ΔCt normalization introduces bias

The commonly used normalization method for RT-qPCR data is subtracting the Ct values of the internal reference genes from those of the target genes to obtain the difference in the Ct (ΔCt). The premise is that differences in the loading amount of template would be represented by the different Ct values of the reference genes. Therefore, subtracting the Ct of the reference genes (or taking the ratio on the exponential scale) would adjust for these RNA loading differences. To assess the validity of this premise, we plotted the mean Ct values of the target genes from a low-density PCR-based array (SAB array), which represent the average signal strength of the target genes, against the reference gene Ct values. If the premise were correct, there would be a positive correlation. As expected, the mean Ct values of the target genes were indeed positively correlated (r between 0.68 and 0.86) with the Ct values of the reference genes (Figure 1). However, after subtracting the reference gene Ct values, a negative correlation (r between −0.84 to −0.44) was generated between the mean of the ΔCt values of the target genes and the Ct values of each reference gene (Figure 2). This finding indicates a systematic over-correction (bias).
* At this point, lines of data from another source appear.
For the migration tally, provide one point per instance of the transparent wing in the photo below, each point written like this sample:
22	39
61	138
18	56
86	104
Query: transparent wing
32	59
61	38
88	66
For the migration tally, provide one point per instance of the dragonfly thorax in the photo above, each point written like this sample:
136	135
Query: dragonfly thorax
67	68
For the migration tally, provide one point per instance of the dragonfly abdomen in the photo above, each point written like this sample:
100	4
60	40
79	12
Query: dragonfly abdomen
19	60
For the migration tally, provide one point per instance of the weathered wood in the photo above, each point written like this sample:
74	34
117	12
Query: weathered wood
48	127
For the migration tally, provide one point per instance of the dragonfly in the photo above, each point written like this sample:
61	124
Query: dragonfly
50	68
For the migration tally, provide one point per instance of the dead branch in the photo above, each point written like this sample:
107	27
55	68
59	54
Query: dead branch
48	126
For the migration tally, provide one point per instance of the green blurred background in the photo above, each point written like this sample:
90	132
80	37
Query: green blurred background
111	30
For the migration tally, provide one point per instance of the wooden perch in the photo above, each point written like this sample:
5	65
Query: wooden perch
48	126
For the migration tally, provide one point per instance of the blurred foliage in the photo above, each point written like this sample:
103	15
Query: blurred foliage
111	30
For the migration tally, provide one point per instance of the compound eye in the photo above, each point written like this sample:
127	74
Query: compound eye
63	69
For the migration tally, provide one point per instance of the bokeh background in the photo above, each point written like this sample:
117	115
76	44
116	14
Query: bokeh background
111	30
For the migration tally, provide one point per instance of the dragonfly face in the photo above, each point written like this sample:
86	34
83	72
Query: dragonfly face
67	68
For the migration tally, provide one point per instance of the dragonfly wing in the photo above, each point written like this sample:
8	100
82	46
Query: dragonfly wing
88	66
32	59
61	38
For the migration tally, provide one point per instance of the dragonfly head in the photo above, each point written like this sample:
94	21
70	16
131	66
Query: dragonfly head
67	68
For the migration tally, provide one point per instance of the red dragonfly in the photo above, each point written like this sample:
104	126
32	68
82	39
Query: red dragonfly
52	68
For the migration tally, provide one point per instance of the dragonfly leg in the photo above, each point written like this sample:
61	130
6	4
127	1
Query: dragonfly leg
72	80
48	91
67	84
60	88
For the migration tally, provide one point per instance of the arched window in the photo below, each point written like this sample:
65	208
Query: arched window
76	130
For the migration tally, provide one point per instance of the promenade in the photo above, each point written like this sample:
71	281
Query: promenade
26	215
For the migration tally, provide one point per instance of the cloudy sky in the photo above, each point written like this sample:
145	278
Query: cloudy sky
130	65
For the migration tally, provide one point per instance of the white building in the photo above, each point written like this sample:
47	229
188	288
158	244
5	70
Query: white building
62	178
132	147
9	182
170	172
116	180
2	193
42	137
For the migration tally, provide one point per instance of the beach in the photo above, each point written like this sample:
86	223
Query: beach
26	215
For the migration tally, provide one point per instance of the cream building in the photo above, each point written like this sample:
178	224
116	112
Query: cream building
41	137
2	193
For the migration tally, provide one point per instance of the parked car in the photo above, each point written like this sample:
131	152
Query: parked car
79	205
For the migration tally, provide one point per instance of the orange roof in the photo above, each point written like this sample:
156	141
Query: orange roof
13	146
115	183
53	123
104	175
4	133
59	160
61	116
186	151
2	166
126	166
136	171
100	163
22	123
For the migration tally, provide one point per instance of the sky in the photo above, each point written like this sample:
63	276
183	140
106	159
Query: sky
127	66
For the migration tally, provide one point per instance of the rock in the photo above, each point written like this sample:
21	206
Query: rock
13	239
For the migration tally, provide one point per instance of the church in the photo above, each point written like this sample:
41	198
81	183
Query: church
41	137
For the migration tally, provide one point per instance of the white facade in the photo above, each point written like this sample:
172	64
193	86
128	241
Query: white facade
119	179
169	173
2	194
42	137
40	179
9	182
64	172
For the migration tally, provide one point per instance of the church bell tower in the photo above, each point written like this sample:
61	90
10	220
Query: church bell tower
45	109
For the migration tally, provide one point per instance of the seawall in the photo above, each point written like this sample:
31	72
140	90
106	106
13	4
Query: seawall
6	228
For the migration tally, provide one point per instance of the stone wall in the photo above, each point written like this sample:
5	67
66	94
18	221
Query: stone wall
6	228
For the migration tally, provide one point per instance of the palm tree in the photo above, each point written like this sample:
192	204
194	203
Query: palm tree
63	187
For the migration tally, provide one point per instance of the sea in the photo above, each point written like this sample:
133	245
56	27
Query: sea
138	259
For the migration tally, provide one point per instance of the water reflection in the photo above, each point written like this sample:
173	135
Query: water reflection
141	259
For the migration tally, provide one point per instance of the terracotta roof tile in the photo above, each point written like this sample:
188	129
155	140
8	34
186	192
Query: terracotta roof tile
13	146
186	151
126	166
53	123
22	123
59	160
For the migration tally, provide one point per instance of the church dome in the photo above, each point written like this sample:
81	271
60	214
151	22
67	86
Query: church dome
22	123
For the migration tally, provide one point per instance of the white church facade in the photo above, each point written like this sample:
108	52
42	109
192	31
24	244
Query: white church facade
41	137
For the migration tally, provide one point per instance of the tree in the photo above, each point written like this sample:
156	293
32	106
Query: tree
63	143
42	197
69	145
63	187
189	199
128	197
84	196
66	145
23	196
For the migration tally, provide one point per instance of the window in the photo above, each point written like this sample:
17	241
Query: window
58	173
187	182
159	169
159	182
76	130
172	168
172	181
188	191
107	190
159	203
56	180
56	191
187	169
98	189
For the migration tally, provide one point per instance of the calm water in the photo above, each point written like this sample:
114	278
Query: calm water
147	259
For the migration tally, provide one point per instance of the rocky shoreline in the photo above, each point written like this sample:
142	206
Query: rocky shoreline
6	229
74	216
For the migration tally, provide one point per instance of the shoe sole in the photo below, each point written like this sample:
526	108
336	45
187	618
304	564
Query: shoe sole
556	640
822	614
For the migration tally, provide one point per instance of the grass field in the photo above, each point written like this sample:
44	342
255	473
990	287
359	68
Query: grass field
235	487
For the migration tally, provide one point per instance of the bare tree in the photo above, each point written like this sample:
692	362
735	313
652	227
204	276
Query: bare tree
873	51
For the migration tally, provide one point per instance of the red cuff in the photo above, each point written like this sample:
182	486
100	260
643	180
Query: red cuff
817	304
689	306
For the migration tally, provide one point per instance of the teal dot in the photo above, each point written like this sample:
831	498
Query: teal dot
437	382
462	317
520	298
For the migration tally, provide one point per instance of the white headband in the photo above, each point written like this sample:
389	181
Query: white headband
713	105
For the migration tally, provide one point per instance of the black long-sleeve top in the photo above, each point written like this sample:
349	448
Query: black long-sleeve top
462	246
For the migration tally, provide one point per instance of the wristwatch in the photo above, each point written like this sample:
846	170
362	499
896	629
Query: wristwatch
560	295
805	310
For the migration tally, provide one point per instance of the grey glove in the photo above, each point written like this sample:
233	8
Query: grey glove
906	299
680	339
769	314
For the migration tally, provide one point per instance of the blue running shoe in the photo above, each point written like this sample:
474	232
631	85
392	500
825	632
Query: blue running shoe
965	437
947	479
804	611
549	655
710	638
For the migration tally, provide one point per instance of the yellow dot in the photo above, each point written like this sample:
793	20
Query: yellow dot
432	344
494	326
If there were no bias, there would be no significant correlation between the mean ΔCt values of the target genes and the reference gene Ct values. All five reference genes showed similar negative correlation although the degree varied, which indicates that this is a general phenomenon instead of the property of a particular reference gene. The negative correlation remained present (r = −0.83) when the geometric mean of multiple reference genes (instead of individual reference genes) was used (Figure 2).

Figure 1
figure 1

Mean C t values of the target genes from each sample are positively correlated with the C t values of the reference genes on the array. Results are shown from the rheumatoid arthritis SAB dataset. The lower right panel is based on the Ct means of all five reference genes while the others are based on individual reference gene. Ref, reference; r, Pearson correlation coefficient; p, p value from testing the correlation coefficient against 0.

Figure 2
figure 2

Negative correlation between the mean of the ΔC t values from the target genes and C t values of the reference genes after normalization via conventional subtraction. The lower right panel is based the Ct mean of all five reference genes while the others are based on individual reference gene. Ref, reference; dCt, ΔCt; r, Pearson correlation coefficient; p, p value from testing the correlation coefficient against 0.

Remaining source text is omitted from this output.